When I got married the first time, it was a courthouse wedding and I had no attendants. My second wedding, my husband and I each had one attendant, my sister and his best friend. My sister happened to have a dress that perfectly matched my colors and my dad and stepmom paid for tux rentals for my dad, hubby and best man. Honestly, I think too many people put way too much focus on the wedding day that they don't really look past that to the marriage, which is what's really important.

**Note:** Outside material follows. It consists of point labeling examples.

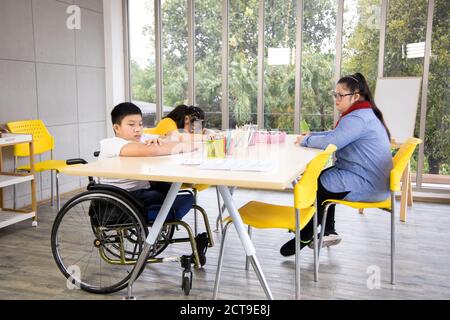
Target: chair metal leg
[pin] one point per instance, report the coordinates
(245, 240)
(219, 263)
(246, 257)
(58, 200)
(322, 229)
(14, 186)
(297, 254)
(392, 238)
(195, 212)
(219, 216)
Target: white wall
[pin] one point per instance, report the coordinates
(50, 72)
(114, 57)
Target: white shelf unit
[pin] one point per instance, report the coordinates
(10, 216)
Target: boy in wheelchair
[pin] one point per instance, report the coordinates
(120, 211)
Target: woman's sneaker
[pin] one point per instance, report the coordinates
(329, 239)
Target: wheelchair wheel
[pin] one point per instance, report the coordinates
(96, 239)
(164, 238)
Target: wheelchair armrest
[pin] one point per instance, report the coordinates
(75, 161)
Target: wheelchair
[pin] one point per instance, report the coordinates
(98, 235)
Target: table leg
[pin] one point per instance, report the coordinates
(244, 237)
(153, 234)
(405, 194)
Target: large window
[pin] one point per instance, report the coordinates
(208, 60)
(404, 56)
(319, 38)
(437, 130)
(243, 46)
(361, 39)
(142, 58)
(279, 77)
(174, 53)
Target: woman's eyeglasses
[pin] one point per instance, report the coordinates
(339, 96)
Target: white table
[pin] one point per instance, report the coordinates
(289, 163)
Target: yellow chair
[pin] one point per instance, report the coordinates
(400, 161)
(43, 142)
(150, 131)
(195, 189)
(263, 215)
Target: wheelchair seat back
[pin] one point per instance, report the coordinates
(182, 205)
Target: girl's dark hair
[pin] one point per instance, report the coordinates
(180, 111)
(357, 83)
(122, 110)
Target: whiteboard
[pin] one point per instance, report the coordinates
(398, 98)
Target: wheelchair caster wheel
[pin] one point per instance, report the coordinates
(186, 285)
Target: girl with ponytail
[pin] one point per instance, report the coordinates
(363, 159)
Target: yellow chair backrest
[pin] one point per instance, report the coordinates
(305, 190)
(400, 161)
(42, 140)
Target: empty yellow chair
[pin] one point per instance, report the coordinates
(400, 161)
(263, 215)
(43, 142)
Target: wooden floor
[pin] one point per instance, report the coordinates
(28, 271)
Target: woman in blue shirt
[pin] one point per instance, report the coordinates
(363, 159)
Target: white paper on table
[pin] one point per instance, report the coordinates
(237, 165)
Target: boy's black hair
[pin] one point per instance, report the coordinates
(122, 110)
(182, 110)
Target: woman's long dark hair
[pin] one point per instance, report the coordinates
(183, 110)
(357, 83)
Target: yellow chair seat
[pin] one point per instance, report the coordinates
(386, 204)
(263, 215)
(46, 165)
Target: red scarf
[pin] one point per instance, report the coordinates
(356, 106)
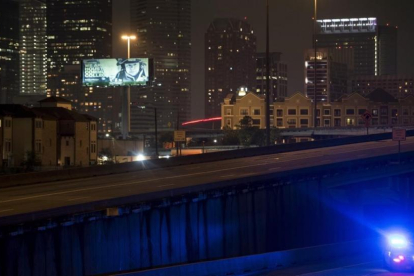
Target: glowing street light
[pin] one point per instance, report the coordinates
(129, 38)
(126, 95)
(314, 46)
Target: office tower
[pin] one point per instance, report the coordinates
(163, 30)
(9, 51)
(399, 86)
(33, 47)
(359, 34)
(278, 75)
(78, 30)
(230, 61)
(331, 76)
(388, 49)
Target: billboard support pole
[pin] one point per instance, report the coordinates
(126, 95)
(126, 98)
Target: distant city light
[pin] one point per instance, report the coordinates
(202, 121)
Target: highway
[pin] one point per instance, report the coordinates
(48, 196)
(361, 268)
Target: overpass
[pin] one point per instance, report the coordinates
(179, 214)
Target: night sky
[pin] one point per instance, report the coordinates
(290, 31)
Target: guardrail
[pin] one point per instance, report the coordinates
(76, 173)
(263, 263)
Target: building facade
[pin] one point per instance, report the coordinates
(399, 86)
(388, 49)
(163, 29)
(9, 50)
(230, 61)
(56, 135)
(297, 111)
(33, 47)
(80, 30)
(331, 76)
(278, 75)
(375, 47)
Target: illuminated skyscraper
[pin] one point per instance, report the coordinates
(375, 47)
(33, 46)
(278, 76)
(9, 51)
(163, 30)
(230, 61)
(78, 30)
(331, 76)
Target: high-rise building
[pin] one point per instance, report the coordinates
(78, 30)
(375, 47)
(278, 75)
(9, 50)
(33, 47)
(230, 61)
(331, 76)
(388, 49)
(399, 86)
(163, 30)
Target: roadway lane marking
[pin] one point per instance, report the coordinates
(224, 176)
(77, 198)
(156, 179)
(167, 185)
(333, 269)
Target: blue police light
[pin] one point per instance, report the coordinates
(398, 241)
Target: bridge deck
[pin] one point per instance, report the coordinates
(66, 197)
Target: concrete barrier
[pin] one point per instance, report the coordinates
(268, 261)
(75, 173)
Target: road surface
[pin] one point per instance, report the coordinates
(48, 196)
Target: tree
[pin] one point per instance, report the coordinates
(246, 122)
(166, 137)
(32, 160)
(106, 156)
(275, 135)
(231, 136)
(246, 131)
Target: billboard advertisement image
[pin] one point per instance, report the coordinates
(115, 72)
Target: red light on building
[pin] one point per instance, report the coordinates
(201, 121)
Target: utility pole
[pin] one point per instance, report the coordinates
(267, 78)
(314, 82)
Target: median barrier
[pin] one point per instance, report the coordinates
(263, 263)
(75, 173)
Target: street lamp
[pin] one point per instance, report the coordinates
(267, 78)
(314, 68)
(129, 38)
(126, 95)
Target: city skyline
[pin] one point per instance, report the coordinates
(291, 31)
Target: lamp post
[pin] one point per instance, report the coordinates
(126, 96)
(315, 60)
(267, 78)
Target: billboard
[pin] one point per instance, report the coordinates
(116, 72)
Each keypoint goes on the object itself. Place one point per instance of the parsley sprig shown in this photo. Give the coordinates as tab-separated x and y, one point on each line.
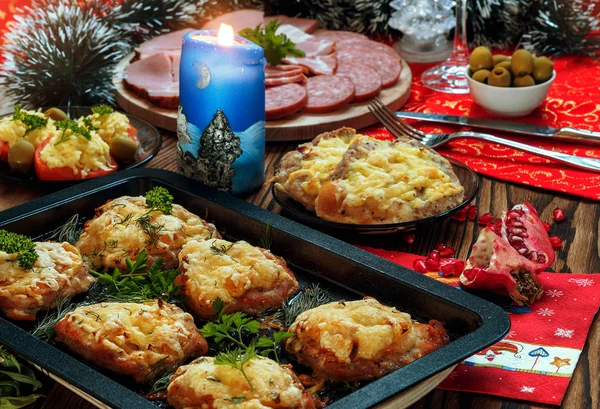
74	128
31	121
12	243
140	283
102	110
276	46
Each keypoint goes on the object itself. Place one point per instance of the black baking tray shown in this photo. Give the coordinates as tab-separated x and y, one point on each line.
349	272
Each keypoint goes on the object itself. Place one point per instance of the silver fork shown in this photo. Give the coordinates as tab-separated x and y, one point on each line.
399	128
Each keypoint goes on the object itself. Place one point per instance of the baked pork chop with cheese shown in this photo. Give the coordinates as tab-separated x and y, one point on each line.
123	227
59	271
246	278
206	385
138	340
360	340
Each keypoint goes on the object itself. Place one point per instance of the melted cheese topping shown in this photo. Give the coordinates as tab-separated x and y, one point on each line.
355	329
116	232
397	172
110	125
77	153
12	131
58	270
274	385
219	268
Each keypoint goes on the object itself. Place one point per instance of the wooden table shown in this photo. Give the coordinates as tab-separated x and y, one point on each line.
580	254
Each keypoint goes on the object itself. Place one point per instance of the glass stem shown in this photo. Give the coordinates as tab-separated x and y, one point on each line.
461	47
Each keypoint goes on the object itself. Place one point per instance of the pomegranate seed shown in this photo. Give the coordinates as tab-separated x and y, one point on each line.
556	242
558	215
451	267
419	266
447	252
434	255
485	219
472	212
461	215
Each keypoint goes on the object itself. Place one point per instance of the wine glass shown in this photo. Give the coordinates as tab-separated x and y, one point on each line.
450	76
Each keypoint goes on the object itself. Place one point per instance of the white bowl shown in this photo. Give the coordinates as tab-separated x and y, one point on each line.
509	102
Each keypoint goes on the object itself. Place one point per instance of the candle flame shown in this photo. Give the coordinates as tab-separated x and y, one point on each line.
225	36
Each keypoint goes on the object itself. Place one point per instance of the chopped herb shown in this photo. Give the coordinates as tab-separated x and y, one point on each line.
276	46
102	110
32	122
237	359
12	243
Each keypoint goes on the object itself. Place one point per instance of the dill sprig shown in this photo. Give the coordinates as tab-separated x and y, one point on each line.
68	232
12	243
309	299
44	328
31	121
237	359
102	110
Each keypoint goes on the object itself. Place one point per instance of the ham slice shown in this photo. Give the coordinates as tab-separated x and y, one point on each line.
320	65
304	24
153	78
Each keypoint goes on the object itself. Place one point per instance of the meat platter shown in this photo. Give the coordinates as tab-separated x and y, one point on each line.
332	85
346	272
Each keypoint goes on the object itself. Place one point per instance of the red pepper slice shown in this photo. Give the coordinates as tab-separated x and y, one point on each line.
61	173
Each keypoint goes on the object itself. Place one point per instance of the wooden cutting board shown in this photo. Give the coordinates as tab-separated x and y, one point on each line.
298	127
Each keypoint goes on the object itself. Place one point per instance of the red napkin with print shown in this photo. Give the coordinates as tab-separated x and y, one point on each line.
572	102
537	358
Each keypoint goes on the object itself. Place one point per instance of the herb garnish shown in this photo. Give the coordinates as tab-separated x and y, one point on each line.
74	128
21	245
140	284
102	110
32	122
237	358
276	46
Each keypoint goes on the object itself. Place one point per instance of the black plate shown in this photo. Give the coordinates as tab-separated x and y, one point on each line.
296	210
148	137
349	272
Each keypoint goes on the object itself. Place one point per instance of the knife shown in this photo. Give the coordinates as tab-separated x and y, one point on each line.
565	134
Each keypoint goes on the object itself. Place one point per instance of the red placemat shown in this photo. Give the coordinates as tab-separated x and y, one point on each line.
537	358
574	101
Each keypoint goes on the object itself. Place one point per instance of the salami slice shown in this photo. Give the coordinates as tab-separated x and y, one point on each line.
387	66
353	43
338	35
328	93
367	81
269	82
284	100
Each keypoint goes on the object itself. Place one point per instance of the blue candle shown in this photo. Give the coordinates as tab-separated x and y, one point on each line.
221	116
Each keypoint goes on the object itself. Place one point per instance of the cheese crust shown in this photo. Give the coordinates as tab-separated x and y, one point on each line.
138	340
302	172
381	181
360	340
204	385
117	232
59	270
247	278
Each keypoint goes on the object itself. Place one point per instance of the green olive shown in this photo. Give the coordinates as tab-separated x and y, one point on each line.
500	58
123	148
499	77
481	75
521	63
524	81
20	156
504	64
481	58
56	114
543	68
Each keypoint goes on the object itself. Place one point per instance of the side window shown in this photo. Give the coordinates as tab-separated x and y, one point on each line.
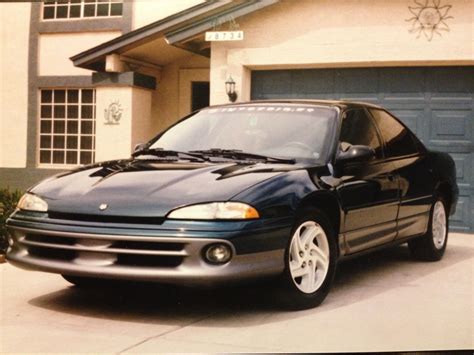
399	141
358	129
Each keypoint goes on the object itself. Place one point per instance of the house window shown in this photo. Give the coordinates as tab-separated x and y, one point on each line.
67	126
69	9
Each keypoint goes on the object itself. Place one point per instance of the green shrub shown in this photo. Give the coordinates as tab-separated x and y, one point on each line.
8	201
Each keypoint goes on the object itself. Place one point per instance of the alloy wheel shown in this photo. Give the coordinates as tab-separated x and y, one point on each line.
309	257
439	225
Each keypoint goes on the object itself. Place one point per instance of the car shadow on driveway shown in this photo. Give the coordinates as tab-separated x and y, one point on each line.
356	280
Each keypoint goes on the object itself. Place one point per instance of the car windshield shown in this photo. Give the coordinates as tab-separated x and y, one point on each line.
299	132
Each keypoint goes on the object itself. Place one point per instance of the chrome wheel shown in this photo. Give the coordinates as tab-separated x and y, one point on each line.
309	257
439	225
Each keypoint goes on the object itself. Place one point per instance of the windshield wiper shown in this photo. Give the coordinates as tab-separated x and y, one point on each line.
164	153
239	154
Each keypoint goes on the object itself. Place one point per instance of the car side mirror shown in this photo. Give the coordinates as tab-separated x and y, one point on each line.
139	146
355	153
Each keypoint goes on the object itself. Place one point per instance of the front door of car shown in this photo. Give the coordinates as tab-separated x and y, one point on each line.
369	193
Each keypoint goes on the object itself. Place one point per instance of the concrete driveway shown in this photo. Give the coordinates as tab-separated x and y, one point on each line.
384	301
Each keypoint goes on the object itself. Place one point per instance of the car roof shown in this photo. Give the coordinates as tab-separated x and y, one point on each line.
342	104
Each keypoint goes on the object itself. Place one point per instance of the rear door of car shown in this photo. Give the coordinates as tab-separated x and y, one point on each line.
404	150
369	194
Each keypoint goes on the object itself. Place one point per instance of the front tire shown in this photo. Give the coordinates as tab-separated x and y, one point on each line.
310	262
432	245
82	282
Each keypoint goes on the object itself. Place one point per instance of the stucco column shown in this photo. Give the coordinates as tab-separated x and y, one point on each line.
123	119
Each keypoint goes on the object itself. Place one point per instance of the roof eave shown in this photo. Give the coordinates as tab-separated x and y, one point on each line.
180	25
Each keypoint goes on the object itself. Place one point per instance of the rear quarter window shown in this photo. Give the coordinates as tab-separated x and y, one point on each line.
399	141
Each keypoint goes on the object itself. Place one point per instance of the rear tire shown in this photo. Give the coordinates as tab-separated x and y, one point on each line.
432	245
310	262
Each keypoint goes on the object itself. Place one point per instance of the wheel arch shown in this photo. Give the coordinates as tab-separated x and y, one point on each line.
445	190
327	203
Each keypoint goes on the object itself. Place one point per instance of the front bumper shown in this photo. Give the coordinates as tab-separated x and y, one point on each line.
168	253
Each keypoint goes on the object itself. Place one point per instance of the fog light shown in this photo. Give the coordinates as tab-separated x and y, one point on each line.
218	254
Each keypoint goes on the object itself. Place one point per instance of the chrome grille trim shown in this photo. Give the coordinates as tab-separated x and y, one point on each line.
22	240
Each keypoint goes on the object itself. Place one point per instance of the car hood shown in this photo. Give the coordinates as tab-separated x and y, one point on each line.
149	188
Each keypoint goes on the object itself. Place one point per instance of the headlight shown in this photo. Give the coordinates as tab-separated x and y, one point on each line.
216	210
32	202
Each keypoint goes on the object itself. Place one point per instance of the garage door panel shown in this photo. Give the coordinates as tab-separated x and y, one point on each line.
437	103
373	99
460	220
313	84
412	118
398	82
451	125
443	81
464	173
357	81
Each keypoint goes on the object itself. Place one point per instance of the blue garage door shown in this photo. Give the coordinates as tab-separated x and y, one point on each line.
437	103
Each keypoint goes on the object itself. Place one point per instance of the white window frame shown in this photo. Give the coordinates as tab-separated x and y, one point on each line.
82	4
65	134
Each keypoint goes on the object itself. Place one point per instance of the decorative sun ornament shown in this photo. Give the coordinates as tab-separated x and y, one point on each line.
429	17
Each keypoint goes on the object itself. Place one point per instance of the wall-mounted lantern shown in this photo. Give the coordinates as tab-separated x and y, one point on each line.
230	89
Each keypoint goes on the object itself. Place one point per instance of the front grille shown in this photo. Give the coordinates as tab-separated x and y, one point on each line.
49	239
105	219
118	250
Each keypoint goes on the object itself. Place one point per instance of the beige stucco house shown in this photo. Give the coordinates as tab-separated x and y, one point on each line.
85	81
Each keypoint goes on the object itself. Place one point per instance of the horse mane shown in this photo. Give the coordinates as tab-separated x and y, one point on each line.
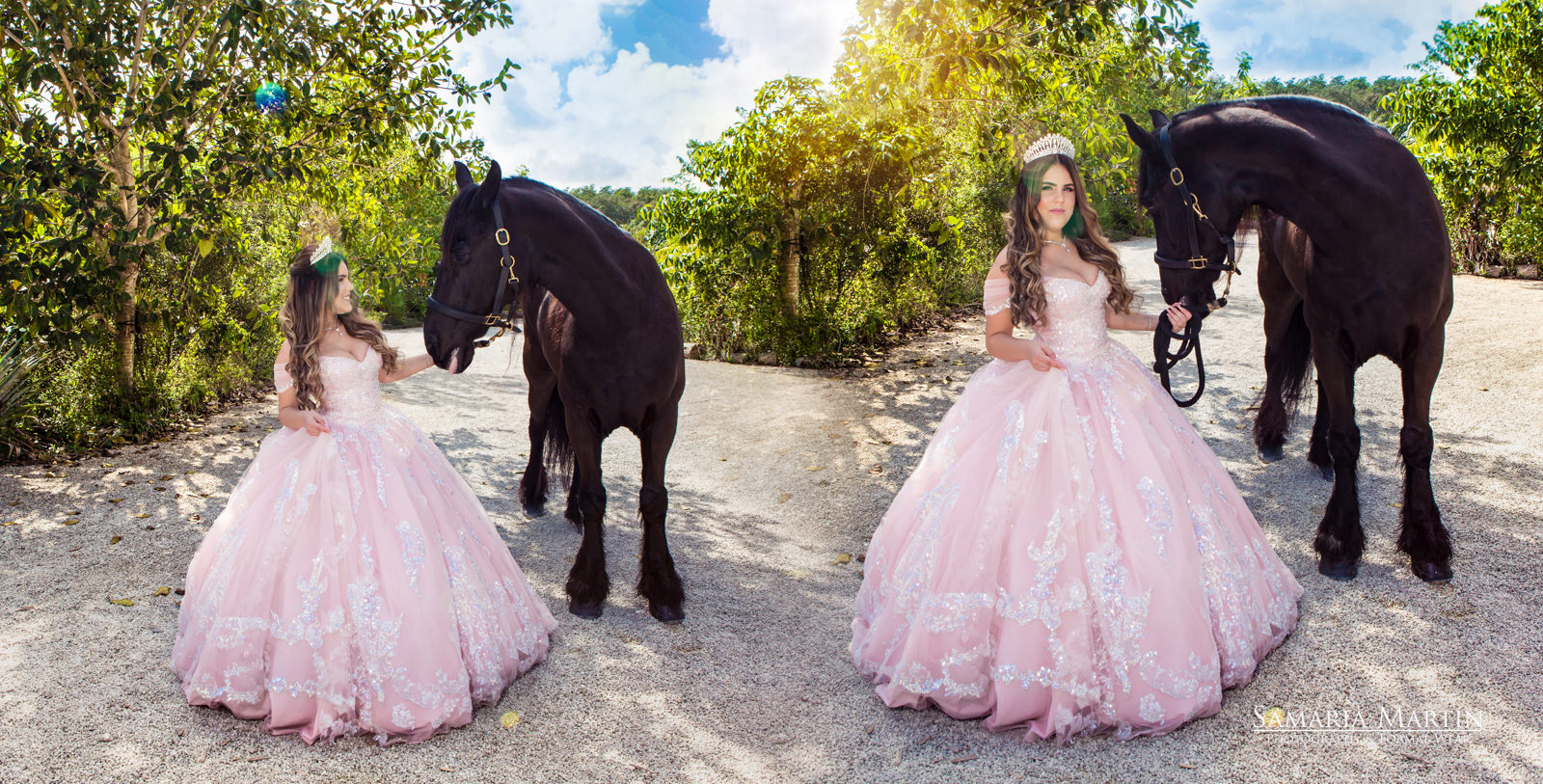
1293	108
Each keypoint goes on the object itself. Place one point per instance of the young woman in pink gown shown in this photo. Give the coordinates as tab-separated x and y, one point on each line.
1069	555
354	583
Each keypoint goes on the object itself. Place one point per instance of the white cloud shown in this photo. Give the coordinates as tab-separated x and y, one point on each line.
579	112
1292	39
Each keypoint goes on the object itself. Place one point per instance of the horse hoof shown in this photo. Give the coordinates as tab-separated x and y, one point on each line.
665	613
590	609
1339	570
1432	573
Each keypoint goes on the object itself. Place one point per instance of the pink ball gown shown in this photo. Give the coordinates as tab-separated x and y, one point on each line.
354	583
1069	555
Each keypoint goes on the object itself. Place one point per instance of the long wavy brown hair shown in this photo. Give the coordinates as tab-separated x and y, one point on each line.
1022	223
306	306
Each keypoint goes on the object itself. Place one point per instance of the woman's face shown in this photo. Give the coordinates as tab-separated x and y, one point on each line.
1057	200
344	301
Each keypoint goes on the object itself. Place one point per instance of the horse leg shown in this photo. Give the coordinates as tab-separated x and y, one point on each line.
1421	536
656	578
588	582
532	485
575	511
1340	537
1286	359
1318	445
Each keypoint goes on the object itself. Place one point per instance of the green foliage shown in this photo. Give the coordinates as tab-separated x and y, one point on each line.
128	128
617	204
1477	133
149	208
17	401
829	218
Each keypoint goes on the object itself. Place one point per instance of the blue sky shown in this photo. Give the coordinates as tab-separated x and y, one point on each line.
609	92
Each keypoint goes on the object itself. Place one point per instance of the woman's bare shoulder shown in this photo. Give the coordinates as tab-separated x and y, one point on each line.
999	267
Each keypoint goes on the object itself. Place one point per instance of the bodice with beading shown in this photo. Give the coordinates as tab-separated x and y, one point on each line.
351	390
1072	324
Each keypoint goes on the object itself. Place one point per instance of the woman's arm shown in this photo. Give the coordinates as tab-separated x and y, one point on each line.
405	367
1144	321
289	406
1000	341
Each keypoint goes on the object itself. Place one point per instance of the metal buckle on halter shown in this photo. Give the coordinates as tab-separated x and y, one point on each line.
1195	204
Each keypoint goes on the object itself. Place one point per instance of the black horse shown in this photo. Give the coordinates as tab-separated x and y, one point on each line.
602	351
1355	262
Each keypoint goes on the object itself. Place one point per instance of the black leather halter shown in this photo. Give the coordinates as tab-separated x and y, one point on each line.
1196	259
1190	338
501	313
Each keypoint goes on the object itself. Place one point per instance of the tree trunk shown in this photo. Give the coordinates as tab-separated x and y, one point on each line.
122	169
789	261
125	331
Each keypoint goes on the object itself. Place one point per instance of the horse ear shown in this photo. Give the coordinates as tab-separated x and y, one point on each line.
488	192
1141	136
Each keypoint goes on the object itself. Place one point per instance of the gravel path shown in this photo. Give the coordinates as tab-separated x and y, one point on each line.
775	474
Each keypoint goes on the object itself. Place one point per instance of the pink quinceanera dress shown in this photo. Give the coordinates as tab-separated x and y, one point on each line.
354	583
1069	555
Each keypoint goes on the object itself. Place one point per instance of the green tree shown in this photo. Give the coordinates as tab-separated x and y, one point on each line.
1477	131
617	204
128	127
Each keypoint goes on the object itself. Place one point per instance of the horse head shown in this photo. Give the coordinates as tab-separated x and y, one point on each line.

I chose a color and then let them choose and I wish I hadn't. They chose things that looked fine but really, the day was mine not theirs and so I wish I would have been more assertive about what I really wanted. Not just bridemaid dressed but a lot of things I ended up doing so I wouldn't be a bridezilla but it really just made me super stressed. My advise is to just do what you want, it's your day, and to not make a peep of compaint and do what your friends want when it is their turn to be a bride.
I only had two brides maids and one lived 3 hours from me and the other lived across the country. I tried to make it as simple as I could and I picked a color that was available at a bridle store near each of them (it was a cobalt blue) . Then they could go try on dresses and pick the one that fit them best. Well, it turned out they both hated the color. Neither one said anything before the wedding, but they both changed as soon as the ceremony was over and one even left the dress at at the reception and said she didn't want it back, lol. Oh, well...I tried.